Asuntos de Estado
Secuestrar la democracia:
el objetivo de la “Reforma Electoral”
No nos engañemos: un grupo ya ha definido, a su conveniencia, los límites y alcances de participación en esta llamada nueva Reforma Electoral. Cuando la reforma la diseña el poder, la ciudadanía no elige: obedece. Y cuando el árbitro pierde su independencia, el voto pierde su libertad.

La llamada reforma electoral que el gobierno impulsa no es una propuesta de modernización: es un plan quirúrgico para capturar el único órgano que puede frenar su ambición de permanencia.
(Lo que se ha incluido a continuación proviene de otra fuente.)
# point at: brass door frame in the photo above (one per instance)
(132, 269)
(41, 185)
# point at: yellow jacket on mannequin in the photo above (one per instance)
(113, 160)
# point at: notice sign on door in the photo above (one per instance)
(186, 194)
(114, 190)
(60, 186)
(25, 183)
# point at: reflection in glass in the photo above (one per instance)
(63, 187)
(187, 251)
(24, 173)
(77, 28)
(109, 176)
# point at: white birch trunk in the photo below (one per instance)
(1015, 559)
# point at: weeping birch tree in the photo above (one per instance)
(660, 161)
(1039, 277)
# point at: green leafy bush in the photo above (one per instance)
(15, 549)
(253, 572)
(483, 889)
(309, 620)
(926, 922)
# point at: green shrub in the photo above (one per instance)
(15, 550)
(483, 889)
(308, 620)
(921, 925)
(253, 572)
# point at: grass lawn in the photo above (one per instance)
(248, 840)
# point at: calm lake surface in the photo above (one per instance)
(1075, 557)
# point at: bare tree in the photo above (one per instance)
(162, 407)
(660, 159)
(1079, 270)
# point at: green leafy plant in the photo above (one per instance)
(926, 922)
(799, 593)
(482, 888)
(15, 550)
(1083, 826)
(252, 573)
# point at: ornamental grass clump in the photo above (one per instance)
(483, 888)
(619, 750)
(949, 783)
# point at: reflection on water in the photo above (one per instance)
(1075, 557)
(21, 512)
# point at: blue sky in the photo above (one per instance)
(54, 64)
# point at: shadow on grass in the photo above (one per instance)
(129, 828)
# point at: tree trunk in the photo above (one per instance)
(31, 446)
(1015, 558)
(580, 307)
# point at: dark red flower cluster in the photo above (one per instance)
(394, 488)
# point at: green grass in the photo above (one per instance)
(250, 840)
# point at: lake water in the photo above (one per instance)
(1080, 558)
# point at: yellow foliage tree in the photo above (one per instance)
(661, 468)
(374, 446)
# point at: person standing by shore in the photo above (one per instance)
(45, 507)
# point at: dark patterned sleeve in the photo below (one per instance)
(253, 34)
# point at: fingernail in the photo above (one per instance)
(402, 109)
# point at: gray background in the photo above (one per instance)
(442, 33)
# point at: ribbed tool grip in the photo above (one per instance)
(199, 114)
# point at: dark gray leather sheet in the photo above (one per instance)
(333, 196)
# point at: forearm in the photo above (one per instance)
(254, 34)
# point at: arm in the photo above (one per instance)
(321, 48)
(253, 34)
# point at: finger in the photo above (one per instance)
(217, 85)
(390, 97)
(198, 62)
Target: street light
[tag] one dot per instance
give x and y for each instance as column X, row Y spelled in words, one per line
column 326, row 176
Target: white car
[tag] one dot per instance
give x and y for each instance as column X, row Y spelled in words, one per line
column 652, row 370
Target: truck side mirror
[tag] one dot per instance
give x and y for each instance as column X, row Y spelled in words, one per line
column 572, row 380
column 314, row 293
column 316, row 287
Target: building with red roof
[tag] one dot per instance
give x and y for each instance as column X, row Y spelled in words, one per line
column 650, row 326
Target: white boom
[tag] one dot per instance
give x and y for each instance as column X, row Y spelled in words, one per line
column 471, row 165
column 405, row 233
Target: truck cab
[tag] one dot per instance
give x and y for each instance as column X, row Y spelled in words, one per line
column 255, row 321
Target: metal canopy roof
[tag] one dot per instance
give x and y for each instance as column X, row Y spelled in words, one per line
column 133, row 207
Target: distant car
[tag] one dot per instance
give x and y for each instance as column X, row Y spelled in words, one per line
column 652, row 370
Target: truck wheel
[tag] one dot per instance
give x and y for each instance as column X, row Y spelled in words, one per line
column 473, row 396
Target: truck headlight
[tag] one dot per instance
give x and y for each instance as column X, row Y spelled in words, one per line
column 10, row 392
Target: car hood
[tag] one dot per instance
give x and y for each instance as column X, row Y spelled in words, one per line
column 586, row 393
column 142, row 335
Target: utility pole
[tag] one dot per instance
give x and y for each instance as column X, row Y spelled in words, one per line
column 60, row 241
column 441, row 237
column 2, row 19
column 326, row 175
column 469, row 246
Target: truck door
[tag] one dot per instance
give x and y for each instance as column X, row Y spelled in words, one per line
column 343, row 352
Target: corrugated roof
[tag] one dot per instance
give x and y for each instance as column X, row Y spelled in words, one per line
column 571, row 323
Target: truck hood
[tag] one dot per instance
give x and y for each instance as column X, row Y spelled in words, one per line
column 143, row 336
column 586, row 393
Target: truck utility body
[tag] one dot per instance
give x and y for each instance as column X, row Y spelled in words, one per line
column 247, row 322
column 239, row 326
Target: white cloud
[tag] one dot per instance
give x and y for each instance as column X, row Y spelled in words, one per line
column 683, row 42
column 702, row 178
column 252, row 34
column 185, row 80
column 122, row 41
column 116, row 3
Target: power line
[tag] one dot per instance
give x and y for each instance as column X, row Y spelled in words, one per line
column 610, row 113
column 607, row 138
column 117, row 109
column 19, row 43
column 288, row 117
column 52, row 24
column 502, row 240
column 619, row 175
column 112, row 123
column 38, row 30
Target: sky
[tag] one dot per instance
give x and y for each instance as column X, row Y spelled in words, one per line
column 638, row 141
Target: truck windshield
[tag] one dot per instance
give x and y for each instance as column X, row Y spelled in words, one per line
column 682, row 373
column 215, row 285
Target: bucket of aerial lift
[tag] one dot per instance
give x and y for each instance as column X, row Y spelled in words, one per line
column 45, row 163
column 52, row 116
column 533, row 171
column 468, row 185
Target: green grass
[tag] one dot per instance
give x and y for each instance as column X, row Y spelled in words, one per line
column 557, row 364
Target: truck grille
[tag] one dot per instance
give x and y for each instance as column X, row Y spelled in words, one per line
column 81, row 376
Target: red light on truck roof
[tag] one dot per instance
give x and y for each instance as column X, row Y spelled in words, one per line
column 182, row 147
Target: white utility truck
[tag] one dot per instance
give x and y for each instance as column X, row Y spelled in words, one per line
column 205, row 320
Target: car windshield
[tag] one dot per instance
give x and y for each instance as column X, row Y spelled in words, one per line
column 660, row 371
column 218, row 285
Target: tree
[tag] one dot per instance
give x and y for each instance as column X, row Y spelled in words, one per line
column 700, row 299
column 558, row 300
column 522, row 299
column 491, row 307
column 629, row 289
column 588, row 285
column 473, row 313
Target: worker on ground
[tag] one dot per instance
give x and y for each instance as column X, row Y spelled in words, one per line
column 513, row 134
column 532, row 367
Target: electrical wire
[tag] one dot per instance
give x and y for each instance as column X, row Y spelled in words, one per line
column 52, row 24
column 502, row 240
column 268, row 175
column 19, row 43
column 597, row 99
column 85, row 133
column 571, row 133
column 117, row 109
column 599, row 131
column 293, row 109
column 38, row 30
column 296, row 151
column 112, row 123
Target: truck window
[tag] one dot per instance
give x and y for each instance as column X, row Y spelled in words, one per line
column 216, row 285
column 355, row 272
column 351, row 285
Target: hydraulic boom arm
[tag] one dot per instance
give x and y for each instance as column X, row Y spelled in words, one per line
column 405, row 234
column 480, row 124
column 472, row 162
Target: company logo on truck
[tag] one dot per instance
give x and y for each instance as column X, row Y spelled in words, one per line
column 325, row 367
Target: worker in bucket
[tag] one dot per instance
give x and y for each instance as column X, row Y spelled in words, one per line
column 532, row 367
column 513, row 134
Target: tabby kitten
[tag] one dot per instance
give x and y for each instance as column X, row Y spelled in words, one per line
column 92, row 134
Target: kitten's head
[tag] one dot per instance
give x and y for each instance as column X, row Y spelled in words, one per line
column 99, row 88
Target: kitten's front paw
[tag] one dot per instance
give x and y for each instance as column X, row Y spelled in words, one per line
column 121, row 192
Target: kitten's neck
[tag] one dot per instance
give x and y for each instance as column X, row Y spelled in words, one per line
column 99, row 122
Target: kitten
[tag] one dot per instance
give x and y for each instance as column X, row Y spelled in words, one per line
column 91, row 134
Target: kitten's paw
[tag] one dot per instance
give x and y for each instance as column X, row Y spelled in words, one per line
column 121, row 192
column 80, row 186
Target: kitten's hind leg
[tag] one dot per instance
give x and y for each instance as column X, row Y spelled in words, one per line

Bajo el discurso de “abaratar la democracia” y “evitar el fraude”, lo que se prepara es un rediseño institucional que coloca al Instituto Nacional Electoral bajo control político directo. El nombre podría sobrevivir, pero su independencia quedaría en ruinas.

Quien controle al árbitro controla el resultado. No es una metáfora: es la historia repetida de regímenes que, una vez capturado su organismo electoral, convirtieron el sufragio en un trámite ceremonial. Venezuela, Nicaragua, Rusia… en todos estos casos, las reformas se presentaron como modernizaciones; en la práctica, se convirtieron en candados para que el poder nunca cambiara de manos. México camina en esa dirección con la misma narrativa y la misma ingeniería legal.

El problema no es solo que los partidos opositores queden marginados. Lo verdaderamente grave es que la ciudadanía —la dueña original del voto— quedará sin mecanismos reales para incidir en las reglas del juego. No se trata de ser escuchados en foros, se trata de que sus propuestas formen parte de la ley. Y eso, en esta “reforma”, no existe. El rediseño que se impulsa ignora por completo figuras que en el derecho electoral comparado son básicas: candidaturas independientes viables, plebiscitos vinculantes, referendos efectivos, revocaciones de mandato sin candados imposibles y voto electrónico auditable por terceros autónomos.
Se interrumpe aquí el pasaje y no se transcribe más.